WHO should take charge of the management of Covid’s end game in the island and potential future emergencies dominated debate.

Deputy Gavin St Pier. (Picture by Luke Le Prevost, 30431242)
Deputy Gavin St Pier. (Picture by Luke Le Prevost, 30431242)

The recommendation to the Assembly was that proposals should be drawn up to eventually transfer powers away from the Civil Contingencies Authority into the mandate of the medical officer of health.

Deputy Gavin St Pier was successful with his second amendment to add checks and balances, and broaden the power base to include the committee for Health & Social Care.

The amendment also asked that emergencies were not viewed only through a health prism, but with consideration given to the economy, mental health, and the inequity between isolating in a flat compared to a house with a garden.

Deputy St Pier said the public needed to be reassured that the power would not rest with a single statutory official, and that there would be political oversight.

‘These powers, whether they are by regulation of the CCA, or whether by a decision of the medical officer of health under enhanced powers of the public health ordinance, are a severe restriction on the liberty and freedoms and human rights of individuals and our population,’ he said.

‘It’s been done for good public health reasons in the wider interests of the community and all the rest of it, but nonetheless we do need to take a great care, and we need to demonstrate to our community that we are taking great care in constraining in an appropriate way and checking the transfer of those powers.’

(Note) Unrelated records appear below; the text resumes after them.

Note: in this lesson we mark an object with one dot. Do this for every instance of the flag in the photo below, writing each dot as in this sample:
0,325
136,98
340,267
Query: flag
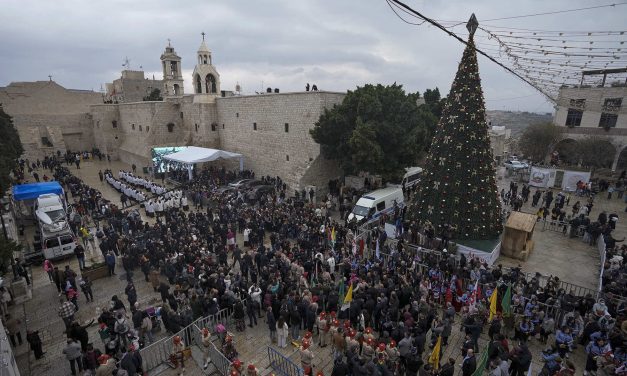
434,358
348,299
495,293
506,303
482,363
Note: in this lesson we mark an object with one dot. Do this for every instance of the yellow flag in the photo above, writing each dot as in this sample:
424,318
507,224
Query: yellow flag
495,293
349,295
434,358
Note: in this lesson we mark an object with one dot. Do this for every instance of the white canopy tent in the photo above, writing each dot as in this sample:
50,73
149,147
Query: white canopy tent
194,154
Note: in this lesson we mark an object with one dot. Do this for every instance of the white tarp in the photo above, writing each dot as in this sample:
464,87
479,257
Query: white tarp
194,154
539,177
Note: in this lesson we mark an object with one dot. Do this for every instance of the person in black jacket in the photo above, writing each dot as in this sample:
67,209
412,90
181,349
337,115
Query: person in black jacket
470,363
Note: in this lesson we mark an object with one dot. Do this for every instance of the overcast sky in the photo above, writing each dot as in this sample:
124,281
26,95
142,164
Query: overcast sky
336,44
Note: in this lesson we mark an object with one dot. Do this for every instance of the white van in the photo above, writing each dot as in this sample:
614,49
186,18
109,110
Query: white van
50,212
58,244
411,177
373,204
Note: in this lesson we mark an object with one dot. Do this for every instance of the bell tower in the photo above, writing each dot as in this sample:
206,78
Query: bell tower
205,76
172,77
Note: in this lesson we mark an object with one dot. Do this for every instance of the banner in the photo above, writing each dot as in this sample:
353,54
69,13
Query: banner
486,257
539,177
569,182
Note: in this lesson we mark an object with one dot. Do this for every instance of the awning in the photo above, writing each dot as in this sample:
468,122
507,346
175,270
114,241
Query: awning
194,154
34,190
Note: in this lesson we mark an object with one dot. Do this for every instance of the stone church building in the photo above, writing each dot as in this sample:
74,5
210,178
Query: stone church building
270,130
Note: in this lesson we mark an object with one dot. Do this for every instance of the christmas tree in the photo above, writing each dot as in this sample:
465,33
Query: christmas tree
459,186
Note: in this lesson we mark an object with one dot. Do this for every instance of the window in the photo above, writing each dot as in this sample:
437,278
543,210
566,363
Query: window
608,120
612,104
52,242
573,119
578,103
67,239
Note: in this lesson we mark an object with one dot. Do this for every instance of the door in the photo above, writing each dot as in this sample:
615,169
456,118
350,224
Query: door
67,245
559,177
52,248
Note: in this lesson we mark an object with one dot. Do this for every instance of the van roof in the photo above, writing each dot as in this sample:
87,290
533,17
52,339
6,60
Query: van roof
382,193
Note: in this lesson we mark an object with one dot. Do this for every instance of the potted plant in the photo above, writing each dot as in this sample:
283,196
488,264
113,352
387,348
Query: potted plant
95,270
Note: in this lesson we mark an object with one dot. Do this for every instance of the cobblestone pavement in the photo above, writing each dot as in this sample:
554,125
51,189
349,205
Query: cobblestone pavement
554,254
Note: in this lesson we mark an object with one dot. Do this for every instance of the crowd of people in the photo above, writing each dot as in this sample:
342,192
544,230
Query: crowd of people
296,268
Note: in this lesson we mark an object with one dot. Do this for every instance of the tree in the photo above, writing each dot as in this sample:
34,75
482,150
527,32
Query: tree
378,129
155,95
459,184
538,140
11,147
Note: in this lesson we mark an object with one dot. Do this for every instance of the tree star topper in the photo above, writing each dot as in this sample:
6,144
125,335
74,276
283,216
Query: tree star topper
472,25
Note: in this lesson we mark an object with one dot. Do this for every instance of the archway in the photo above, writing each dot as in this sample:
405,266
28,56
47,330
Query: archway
198,84
622,160
210,84
568,154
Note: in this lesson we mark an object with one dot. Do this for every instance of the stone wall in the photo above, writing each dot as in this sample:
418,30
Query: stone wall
270,149
45,110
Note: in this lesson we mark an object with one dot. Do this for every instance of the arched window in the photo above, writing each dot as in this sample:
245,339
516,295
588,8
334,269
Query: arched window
210,84
198,84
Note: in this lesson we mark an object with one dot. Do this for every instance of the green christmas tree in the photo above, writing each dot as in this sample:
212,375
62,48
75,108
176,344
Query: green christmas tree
459,186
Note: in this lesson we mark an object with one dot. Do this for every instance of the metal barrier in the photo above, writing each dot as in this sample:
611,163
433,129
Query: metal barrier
222,364
282,365
555,225
159,352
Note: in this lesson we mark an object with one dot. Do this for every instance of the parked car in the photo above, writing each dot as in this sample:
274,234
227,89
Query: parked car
515,165
255,193
240,183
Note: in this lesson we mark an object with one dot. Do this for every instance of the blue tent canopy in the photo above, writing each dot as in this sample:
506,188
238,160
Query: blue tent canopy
34,190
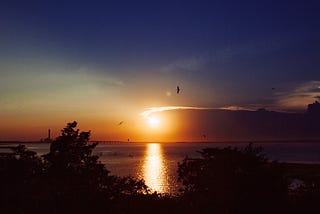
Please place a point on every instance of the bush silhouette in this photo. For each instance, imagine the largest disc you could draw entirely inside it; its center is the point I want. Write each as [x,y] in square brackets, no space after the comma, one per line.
[229,180]
[67,179]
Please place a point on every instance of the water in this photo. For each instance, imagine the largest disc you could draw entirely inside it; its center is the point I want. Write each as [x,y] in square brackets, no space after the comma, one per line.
[157,163]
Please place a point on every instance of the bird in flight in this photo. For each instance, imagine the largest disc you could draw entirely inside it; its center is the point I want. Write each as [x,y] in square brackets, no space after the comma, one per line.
[178,89]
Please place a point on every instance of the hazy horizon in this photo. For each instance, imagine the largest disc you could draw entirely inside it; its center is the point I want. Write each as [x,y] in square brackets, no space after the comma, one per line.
[114,67]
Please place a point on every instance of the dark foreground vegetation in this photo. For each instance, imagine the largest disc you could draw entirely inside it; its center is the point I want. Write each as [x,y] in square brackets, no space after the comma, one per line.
[70,179]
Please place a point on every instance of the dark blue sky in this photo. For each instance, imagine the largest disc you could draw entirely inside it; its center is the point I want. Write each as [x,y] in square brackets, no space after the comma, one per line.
[221,53]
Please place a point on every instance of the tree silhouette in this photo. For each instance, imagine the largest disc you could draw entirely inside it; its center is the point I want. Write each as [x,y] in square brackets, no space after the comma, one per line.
[229,180]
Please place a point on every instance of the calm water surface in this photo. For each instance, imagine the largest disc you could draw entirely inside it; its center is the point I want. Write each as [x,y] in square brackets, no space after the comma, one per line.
[157,163]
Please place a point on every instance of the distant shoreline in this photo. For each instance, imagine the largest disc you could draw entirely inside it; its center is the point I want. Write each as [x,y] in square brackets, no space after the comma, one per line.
[174,142]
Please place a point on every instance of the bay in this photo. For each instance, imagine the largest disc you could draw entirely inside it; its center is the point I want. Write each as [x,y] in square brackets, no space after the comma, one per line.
[157,163]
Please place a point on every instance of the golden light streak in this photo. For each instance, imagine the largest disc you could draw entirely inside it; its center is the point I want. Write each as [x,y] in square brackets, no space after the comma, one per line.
[154,169]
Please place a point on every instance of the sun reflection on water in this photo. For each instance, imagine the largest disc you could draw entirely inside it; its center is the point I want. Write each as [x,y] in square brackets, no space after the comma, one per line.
[154,169]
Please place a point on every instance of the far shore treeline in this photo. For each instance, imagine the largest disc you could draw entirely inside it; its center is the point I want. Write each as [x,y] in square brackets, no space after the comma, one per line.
[70,179]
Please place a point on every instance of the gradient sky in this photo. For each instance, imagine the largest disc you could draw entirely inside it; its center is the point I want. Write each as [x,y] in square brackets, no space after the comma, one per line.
[103,62]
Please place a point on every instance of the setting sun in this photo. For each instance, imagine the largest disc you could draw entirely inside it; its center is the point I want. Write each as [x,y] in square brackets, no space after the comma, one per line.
[154,122]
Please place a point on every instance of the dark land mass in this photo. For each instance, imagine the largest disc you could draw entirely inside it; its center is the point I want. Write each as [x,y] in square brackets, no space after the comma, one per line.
[70,179]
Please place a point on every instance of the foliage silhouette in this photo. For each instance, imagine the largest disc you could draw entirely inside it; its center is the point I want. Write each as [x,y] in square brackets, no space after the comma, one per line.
[229,180]
[68,179]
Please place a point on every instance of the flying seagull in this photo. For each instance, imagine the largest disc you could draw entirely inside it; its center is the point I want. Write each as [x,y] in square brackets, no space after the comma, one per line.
[178,89]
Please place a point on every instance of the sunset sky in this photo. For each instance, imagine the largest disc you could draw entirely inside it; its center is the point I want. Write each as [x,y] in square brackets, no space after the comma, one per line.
[113,66]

For Deputy Neil Inder the amendment was an improvement on the original recommendation, but he remained concerned that there was not enough emphasis on the economy.

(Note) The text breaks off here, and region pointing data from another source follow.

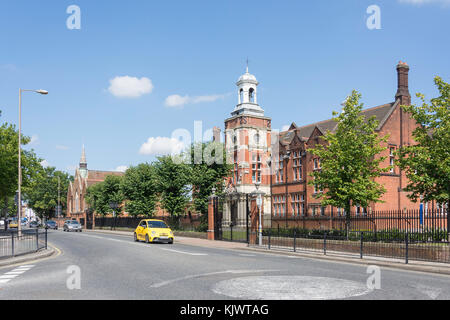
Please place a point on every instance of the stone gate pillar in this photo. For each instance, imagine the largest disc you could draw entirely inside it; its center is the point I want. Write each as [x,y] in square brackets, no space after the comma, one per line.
[211,221]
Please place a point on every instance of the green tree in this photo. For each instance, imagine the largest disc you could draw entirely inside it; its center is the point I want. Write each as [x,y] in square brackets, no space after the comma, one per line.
[9,149]
[99,196]
[96,200]
[427,164]
[42,191]
[208,174]
[350,160]
[139,187]
[173,185]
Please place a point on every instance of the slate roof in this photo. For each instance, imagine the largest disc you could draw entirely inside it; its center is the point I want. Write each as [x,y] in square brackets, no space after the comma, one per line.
[381,113]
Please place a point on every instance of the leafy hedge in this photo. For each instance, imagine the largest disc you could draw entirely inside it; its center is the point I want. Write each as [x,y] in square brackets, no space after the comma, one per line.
[393,235]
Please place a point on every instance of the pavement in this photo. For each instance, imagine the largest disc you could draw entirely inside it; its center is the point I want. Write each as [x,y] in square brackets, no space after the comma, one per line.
[100,265]
[421,266]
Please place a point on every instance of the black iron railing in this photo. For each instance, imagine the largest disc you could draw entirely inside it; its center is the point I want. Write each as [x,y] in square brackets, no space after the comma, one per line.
[12,245]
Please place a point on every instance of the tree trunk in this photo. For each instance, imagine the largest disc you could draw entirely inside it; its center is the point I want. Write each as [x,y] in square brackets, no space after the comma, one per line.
[347,220]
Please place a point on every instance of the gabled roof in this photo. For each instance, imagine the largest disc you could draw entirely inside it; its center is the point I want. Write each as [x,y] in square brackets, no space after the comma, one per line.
[381,113]
[95,176]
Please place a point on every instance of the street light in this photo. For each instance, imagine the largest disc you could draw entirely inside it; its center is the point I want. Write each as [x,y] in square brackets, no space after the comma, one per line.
[19,207]
[259,194]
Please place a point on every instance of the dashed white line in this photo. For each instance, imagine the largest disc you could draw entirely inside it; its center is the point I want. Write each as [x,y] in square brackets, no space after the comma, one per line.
[7,277]
[183,252]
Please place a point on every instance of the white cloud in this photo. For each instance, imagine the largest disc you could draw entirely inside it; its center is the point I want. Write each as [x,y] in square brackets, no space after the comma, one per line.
[179,101]
[130,87]
[421,2]
[121,168]
[72,168]
[45,164]
[162,146]
[8,67]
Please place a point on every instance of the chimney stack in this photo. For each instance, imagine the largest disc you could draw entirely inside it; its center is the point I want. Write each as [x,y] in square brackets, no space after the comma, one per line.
[403,84]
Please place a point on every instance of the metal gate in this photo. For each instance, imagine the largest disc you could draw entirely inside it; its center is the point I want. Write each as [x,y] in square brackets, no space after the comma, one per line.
[232,218]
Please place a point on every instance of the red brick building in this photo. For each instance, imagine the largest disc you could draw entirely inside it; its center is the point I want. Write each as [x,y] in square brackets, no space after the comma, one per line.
[77,207]
[292,196]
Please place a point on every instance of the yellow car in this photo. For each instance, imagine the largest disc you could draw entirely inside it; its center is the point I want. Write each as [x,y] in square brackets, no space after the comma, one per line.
[150,230]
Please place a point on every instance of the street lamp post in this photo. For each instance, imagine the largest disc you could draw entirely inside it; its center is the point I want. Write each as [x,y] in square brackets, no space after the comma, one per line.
[114,205]
[19,207]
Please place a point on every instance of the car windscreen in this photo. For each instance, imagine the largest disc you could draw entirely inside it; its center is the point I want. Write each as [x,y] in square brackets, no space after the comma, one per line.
[157,225]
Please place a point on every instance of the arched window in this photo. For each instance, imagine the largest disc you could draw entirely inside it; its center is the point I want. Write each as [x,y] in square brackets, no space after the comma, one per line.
[251,95]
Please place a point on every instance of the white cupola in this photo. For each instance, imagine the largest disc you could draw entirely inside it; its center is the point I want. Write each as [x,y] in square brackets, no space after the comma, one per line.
[248,96]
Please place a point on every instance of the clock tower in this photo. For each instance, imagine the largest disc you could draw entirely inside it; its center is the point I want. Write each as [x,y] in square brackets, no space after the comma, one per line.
[248,145]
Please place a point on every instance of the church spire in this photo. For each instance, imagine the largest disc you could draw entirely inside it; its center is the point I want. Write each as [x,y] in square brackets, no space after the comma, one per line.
[83,164]
[83,156]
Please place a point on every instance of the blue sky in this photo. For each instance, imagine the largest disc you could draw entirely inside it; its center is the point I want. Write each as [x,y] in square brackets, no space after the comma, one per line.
[307,55]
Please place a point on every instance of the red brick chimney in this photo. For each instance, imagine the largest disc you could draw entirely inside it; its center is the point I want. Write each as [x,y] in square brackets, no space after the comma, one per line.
[403,84]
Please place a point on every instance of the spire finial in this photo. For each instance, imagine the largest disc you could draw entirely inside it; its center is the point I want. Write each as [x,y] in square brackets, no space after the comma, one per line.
[83,155]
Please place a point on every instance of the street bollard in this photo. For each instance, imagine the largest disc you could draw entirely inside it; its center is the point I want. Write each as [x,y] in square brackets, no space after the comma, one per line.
[12,244]
[362,244]
[407,247]
[295,240]
[37,240]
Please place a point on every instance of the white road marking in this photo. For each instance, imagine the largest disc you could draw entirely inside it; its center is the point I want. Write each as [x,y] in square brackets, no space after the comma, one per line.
[14,273]
[7,277]
[431,292]
[183,252]
[165,283]
[290,288]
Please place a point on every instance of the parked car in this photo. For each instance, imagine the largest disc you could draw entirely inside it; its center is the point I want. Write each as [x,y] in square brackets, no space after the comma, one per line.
[153,231]
[34,224]
[13,224]
[72,225]
[51,225]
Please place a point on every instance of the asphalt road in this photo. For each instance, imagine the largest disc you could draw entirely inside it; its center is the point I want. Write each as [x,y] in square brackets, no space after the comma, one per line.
[115,267]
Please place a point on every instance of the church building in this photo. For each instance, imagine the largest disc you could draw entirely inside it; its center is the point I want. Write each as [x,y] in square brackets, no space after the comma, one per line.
[77,207]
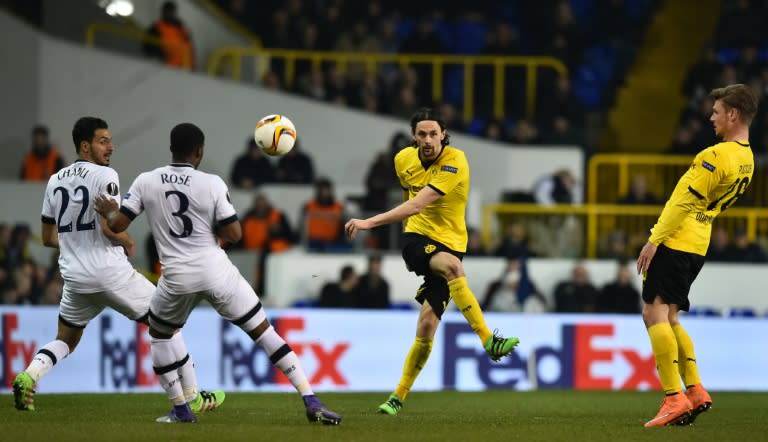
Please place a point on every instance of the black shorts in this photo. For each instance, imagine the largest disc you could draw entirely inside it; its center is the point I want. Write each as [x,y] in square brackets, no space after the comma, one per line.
[670,276]
[417,253]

‘I simply cannot allow one single health department to take utter control of the economy and people’s lives and groups and classes, I just cannot allow that to happen.’

Deputy Liam McKenna expressed confidence in the island’s health professionals to deal with emergencies.

He said they were highly trained, and would not become power-crazy overnight.

‘The people we have in place are wonderfully qualified people whose sole objective is to do no harm and do their best for people for their healthcare. We must realise that these medical officers of health are so important to our society... maybe we should let people do their jobs.’

The amendment was successful by 24 votes to 13.